Link to decision [PDF].
Link to article:
A federal appeals court ruled unanimously Monday to block a Florida law preventing businesses from requiring employees to attend workplace trainings that promote diversity and inclusion, affirming a temporary injunction issued by a lower court.
“This is not the first era in which Americans have held widely divergent views on important areas of morality, ethics, law, and public policy,” a three-judge panel for the 11th Circuit Court of Appeals wrote in Monday’s decision. “And it is not the first time that these disagreements have seemed so important, and their airing so dangerous, that something had to be done. But now, as before, the First Amendment keeps the government from putting its thumb on the scale.”
I note this decision not because I have strong feelings on this issue (personally, I tend to avoid those topics here), but because one of the major pieces of legislation of the DeSantis agenda has been struck down by judges that are quite conservative. It's a pretty thorough thrashing of the law, written by Trump-appointee Judge Britt Grant (and joined by Trump-appointee Judge Andrew Brasher and Clinton-appointee Judge Charles Wilson).
As the opinion notes:
[...] This law, as Florida concedes, draws its distinctions based on viewpoint—the most pernicious of dividing lines under the First Amendment.
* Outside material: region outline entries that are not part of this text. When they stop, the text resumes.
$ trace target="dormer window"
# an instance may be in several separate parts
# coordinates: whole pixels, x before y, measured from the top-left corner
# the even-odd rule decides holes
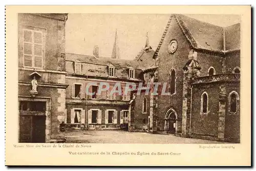
[[[129,69],[129,78],[134,78],[134,69]]]
[[[109,76],[110,77],[115,76],[115,67],[110,67],[109,69]]]

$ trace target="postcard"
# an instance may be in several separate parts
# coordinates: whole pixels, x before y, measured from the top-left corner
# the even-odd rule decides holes
[[[6,165],[251,165],[250,6],[7,6]]]

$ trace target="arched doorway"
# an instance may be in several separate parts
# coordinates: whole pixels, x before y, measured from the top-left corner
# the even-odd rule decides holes
[[[173,108],[169,109],[165,113],[164,118],[164,130],[167,133],[174,134],[176,132],[178,115]]]

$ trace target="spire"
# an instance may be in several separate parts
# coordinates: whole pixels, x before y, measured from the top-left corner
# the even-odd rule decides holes
[[[115,42],[113,47],[112,56],[111,58],[114,59],[120,59],[119,48],[118,47],[118,41],[117,40],[117,29],[116,30],[116,35],[115,36]]]
[[[152,47],[150,45],[150,40],[148,40],[148,32],[146,32],[146,44],[144,50],[146,52],[150,51],[152,50]]]

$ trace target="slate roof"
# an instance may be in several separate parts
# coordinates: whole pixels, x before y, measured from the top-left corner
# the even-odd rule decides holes
[[[240,49],[240,23],[227,27],[225,31],[226,51]]]
[[[156,50],[155,57],[174,18],[194,48],[225,54],[228,51],[240,50],[240,23],[223,28],[200,21],[182,14],[172,14],[161,40]],[[235,41],[234,41],[235,40]]]
[[[140,69],[141,68],[139,64],[137,61],[121,59],[113,59],[105,57],[96,58],[93,56],[70,53],[66,54],[66,59],[67,60],[72,61],[78,61],[82,63],[96,65],[113,65],[115,67],[133,68],[134,69]]]
[[[155,60],[153,58],[154,54],[155,51],[153,50],[146,52],[142,49],[135,57],[134,60],[138,61],[140,69],[144,69],[155,65]]]

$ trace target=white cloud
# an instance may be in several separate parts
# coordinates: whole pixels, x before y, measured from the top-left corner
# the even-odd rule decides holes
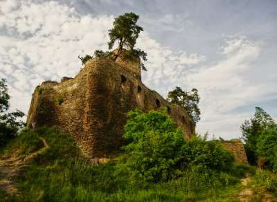
[[[0,75],[8,79],[12,108],[26,113],[36,85],[75,76],[81,66],[78,55],[107,48],[114,16],[80,15],[57,1],[6,1],[1,6],[5,15],[0,15],[0,30],[6,34],[0,37]],[[196,54],[174,53],[146,33],[138,42],[148,53],[150,71],[145,77],[154,88],[166,83],[165,75],[174,82],[172,70],[181,72],[182,65],[204,59]]]
[[[81,67],[78,55],[107,49],[107,30],[114,17],[81,15],[57,1],[1,1],[0,77],[8,78],[12,108],[26,113],[36,85],[45,80],[75,76]],[[177,21],[173,25],[172,19]],[[186,21],[166,15],[158,24],[178,31]],[[150,19],[148,22],[159,26]],[[261,100],[264,95],[276,95],[274,75],[260,83],[247,77],[257,69],[253,63],[262,48],[245,37],[228,37],[220,48],[221,58],[206,66],[204,56],[174,51],[147,32],[141,35],[137,46],[148,54],[148,71],[143,73],[143,80],[150,89],[164,97],[176,86],[199,90],[202,120],[198,130],[202,133],[238,137],[240,125],[248,114],[233,110]]]

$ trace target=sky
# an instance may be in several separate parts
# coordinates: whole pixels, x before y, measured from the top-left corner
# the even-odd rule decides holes
[[[0,0],[0,78],[11,109],[28,113],[36,86],[74,77],[78,55],[107,50],[108,30],[126,12],[143,27],[143,82],[163,98],[199,90],[199,134],[237,138],[263,108],[277,118],[276,0]]]

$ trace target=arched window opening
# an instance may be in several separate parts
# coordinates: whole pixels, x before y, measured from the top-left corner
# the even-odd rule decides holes
[[[161,107],[160,100],[159,100],[158,99],[156,99],[156,106],[158,108]]]

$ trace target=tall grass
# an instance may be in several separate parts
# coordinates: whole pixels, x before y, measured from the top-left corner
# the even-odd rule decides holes
[[[42,128],[22,136],[25,137],[18,137],[21,140],[10,147],[24,143],[22,148],[30,152],[42,147],[37,141],[41,136],[50,148],[37,156],[17,179],[21,195],[17,201],[216,201],[237,194],[239,178],[248,172],[240,169],[239,174],[233,176],[231,170],[199,172],[194,167],[168,182],[140,183],[132,178],[118,160],[91,165],[71,138],[55,128]],[[30,136],[37,140],[26,140]],[[0,192],[0,196],[4,194]]]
But the state insists that ordinary First Amendment review does not apply because the law restricts conduct, not speech.
We cannot agree, and we reject this latest attempt to control speech by recharacterizing it as conduct. Florida may be exactly right about the nature of the ideas it targets. Or it may not. Either way, the merits of these views will be decided in the clanging marketplace of ideas rather than a codebook or a courtroom.
[...]
Florida proposes an alternative approach. It says that even if speech defines the contours of the prohibition, so long as the resulting burden is on the conduct, that conduct is all the state is regulating. That, in turn, means the law does not regulate speech. Remarkable. Under Florida’s proposed standard, a government could ban riding on a parade float if it did not agree with the message on the banner. The government could ban pulling chairs into a circle for book clubs discussing disfavored books. And so on. The First Amendment is not so easily neutered.
Victories protecting the freedom of speech should always be recognized and celebrated.